Türkiye, Hudut ötesi bir operasyon yürütüyor. Önümüzdeki günlerde güvenlik meseleleriyle karşı karşıya kalabilir miyiz? Önümüzdeki günlerde güvenlik sıkıntılarıyla karşı karşıya kalabilir miyiz?

Taksim’deki hücumun art planında sizce ne var? vakit içindeması, patlamanın yeri, yakalanan ve kamuoyu ile paylaşılan teröristler, güvenlik açığı, Soylu’nun ABD’yi suçlaması, Erdoğan’ın ABD’nin taziyesini kabul etmesi vs… Türkiye Komünist Partisi bu yaşananları nasıl kıymetlendiriyor? “Devlet teröristlerin ayakkabı numarasına kadar her şeyi biliyor” diyen Soylu, güvenlik açığına ve patlamanın nasıl engellenemediğine dair bir açıklama yapmıyor.


Türkiye hâlâ bu patlamayı kimin yaptığını tartışıyor. İsmi geçen iki örgütün birbirine karşı olması gereğince tuhaf. “Gördünüz mü, şu değil bu örgütmüş” yaklaşımı ziyadesiyle problemli. Bu taban temizlenmelidir. TKP unsurlu siyaset diyor. Kim kiminle dost, kiminle aykırı olacağını ve bunun niçinlerini ilan etmelidir. İktidarın kapalı kapılar gerisindeki gayretleri kadar muhalefetin de birebir formları kullandığını görüyoruz. Bu sona ermeden Türkiye’de siyaset karanlıkta kalır. Ayrıyeten bu tıp aksiyon ya da taarruzlara ait her insanın açık bir durum alması, provokasyon, düzmece bayrak vs. cinsinden teşebbüslere karşı tesirli olur. TKP tekraren kırmızı çizgilerini ilan etti. Kırmızı çizgi ilan etmek sekterlik değil, sadeliktir.

İçişleri Bakanı Süleyman Soylu, sığınmacılar akın akın Türkiye’ye giriş yaparken, terörle ve uyuşturucuyla çabada büyük bir muvaffakiyet sağladığını ileri sürüyor. Tablo sizce nasıl?

Bu söylemiş olduklerinin hiç bir karşılığı yok. Sıfır.

AKP’li Cumhurbaşkanı Tayyip Erdoğan, Katar Emiri’nin daveti üzerine katıldığı 2022 FIFA Dünya Kupası açılış resepsiyonda öteki kimi önderlerin yanı sıra Mısır Cumhurbaşkanı Abdülfettah Sisi ile görüştü. Erdoğan, Sisi’ye ‘Katil, darbeci ve firavun’ demişti. Sisi ile Erdoğan’ın el sıkışıp birbirlerine tebessüm ettikleri fotoğrafa muhalefetten reaksiyon yağdı. Bu yeni bir müddetcin başlangıcı mı? Fotoğrafı nasıl okuyorsunuz?
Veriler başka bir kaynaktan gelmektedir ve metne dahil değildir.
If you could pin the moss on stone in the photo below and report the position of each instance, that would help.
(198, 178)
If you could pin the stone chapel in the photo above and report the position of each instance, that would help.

Erdoğan’ın tutarsızlığı eleştirilebilir lakin Mısır ile Suriye ile bağlantıların düzelmesini istemez duruma düşmek de anlamsız. Erdoğan aslına bakarsanız tekraren dış siyasette durum değiştirdi. Burada değerli olan ne söylemiş olduğinizdir. AKP’nin dış siyaseti hayli tehlikeli. Tamam. Fakat muhalefetin dış siyaseti ne? Rusya-Ukrayna savaşında neredeyse Moskova’ya savaş ilan etmeyi önerenler var altılı masada. Erdoğan’ı Batı ittifakından uzaklaşmakla itham edenlere de rastlıyoruz. Erdoğan Beyaz Saray’da fotoğraf verdiğinde ABD tersi, Putin’le el sıkıştığında NATO’cu olan bir muhalefetin dengeli olduğunu kim söyleyebilir. Türkiye Mısırla bağlantılarını düzeltmeli. Bölge ülkeleriyle bir tıp savaş hali sona ermeli. Türkiye’nin kendisini müdafaası gereken dış güçler emperyalistlerdir, NATO’dur.